Roman de science-fiction autofictionnelle de Philip Dick.
Existe en français sous le titre SIVA.

Garanti avec chimie.

« But that’s why I started on drugs », Gloria said.
« Because of the Grateful Dead ? »
« Because », Gloria said, » everyone wanted me to do it. I’m tired of doing what other people want me to do ». p. 13

La citation ici mise en exergue résume bien le livre et illustre pleinement l’ambiance du livre : le lecteur ne baignera pas dans le naturalisme. Cela n’a jamais vraiment été le crédo de P. Dick dans toute sa carrière. Mais dans ce livre, l’auteur lui-même est un personnage.

Horselover Fat, auteur de science-fiction, a de gros problèmes psychologiques qu’il essaie peut-être de contrôler grâce aux drogues. Très fortement affecté par la mort par suicide de son amie Gloria, il est gagné par les idées suicidaires qu’il finit par mettre en œuvre. Survivant à sa tentative de suicide, il pense progressivement avoir fait une rencontre avec la divinité, une théophanie, au travers d’un laser rose envoyé par un satellite extraterrestre en orbite autour de la Terre dénommé VALIS. Fat se reconstruit au travers d’une recherche mystique, concluant que le monde est irrationnel et une illusion. Sa vision est corroborée par un film que lui et ses amis vont voir et qui conte comment R. Nixon est remplacé à la présidence des Etats-Unis d’Amérique par VALIS. Qui donc a fait ce film et serait-ce possible que ceux-ci soient en lien avec VALIS ?

Avec toujours la question de savoir si l’auteur endosse ce qu’il écrit, ce roman est, comme parfois dans la science-fiction, un véhicule philosophique. C’est assez crédible (renforcé par la transcription du « traité » écrit par Fat en fin de volume) même si nous ne pouvons juger de l’articulation de tout ce qui est écrit sur les écrits gnostiques de Nag Hammadi, Parménide, de la mystique rhénane ou Boudha. C’est très touffu et pas toujours facile à suivre. Le roman ne se caractérise pas par un scénario magnifiquement agencé mais c’est dialogué de très belle manière, conduisant à une lecture très plaisante. L’irrationalité, un des thèmes centraux du roman (selon Fat, Dieu est l’irruption de la Raison dans un monde irréel et irrationnel p. 81-82), est très bien rendue tout comme les aspects psychologiques (le lien narrateurs/auteur p. 43 ou p. 168 ou la prise en charge des patients en psychiatrie par exemple).

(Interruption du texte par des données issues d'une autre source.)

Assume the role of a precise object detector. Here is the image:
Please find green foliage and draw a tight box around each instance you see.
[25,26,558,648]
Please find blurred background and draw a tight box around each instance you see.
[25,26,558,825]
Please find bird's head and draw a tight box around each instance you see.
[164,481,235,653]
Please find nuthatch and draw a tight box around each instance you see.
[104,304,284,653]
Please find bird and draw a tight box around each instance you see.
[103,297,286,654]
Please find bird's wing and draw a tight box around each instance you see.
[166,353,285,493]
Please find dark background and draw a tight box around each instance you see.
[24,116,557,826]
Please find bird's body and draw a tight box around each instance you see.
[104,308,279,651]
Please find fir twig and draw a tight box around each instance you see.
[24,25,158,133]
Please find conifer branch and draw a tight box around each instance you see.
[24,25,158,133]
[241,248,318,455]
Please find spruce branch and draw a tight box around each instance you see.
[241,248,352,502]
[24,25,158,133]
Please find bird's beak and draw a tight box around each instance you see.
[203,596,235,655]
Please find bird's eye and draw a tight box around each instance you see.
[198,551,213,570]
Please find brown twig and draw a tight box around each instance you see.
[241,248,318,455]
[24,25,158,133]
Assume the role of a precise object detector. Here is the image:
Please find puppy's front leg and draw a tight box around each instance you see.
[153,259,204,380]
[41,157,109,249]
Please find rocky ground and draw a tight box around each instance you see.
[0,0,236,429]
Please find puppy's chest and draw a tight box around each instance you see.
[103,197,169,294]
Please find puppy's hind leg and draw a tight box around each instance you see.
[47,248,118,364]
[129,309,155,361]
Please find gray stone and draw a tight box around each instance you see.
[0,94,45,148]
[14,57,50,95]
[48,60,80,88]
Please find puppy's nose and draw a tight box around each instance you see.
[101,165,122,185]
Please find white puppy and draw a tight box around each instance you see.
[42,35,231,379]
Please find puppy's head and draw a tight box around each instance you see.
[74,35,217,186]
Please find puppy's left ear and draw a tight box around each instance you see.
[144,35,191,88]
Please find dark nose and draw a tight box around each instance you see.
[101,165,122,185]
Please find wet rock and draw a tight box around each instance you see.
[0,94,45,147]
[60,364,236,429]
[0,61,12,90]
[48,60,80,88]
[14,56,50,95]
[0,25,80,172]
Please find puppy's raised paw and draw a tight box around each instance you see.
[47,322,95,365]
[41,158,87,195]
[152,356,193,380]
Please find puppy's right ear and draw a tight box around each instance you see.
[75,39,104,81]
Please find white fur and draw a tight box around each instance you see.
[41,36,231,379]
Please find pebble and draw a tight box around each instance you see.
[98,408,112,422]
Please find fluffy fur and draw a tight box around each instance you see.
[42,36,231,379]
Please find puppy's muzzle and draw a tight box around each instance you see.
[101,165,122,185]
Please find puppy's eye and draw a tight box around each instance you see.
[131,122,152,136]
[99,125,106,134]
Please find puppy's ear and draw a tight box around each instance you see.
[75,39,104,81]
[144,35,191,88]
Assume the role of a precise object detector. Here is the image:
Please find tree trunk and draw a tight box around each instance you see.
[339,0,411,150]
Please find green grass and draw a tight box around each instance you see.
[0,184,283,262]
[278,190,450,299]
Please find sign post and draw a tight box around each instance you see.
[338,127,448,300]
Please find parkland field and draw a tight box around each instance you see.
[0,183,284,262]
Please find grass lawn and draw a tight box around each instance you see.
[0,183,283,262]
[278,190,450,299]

D’une certaine manière tous les personnages du roman sont fous et presque tous drogués …

Pour ce qui concerne la caractérisation de l’œuvre, l’autofiction est avérée, au vu des nombreuses autocitations et des notes renvoyant à des œuvres de P. Dick. Pour la science-fiction, c’est plus complexe. Il est certes question d’un satellite venant d’un autre système solaire mais les personnages ne sont pas assurés de son existence dans le roman. De manière intéressante, les théories de Fat reprennent des idées sur les siècles inventés, un rallongement artificiel de la chronologie (p. 182), mais ici ce ne sont pas que les siècles du Moyen-Age qui ont été ajoutés (comme dans la théorie récentiste) puisque l’on serait au début des années 1980 encore dans les temps apostoliques.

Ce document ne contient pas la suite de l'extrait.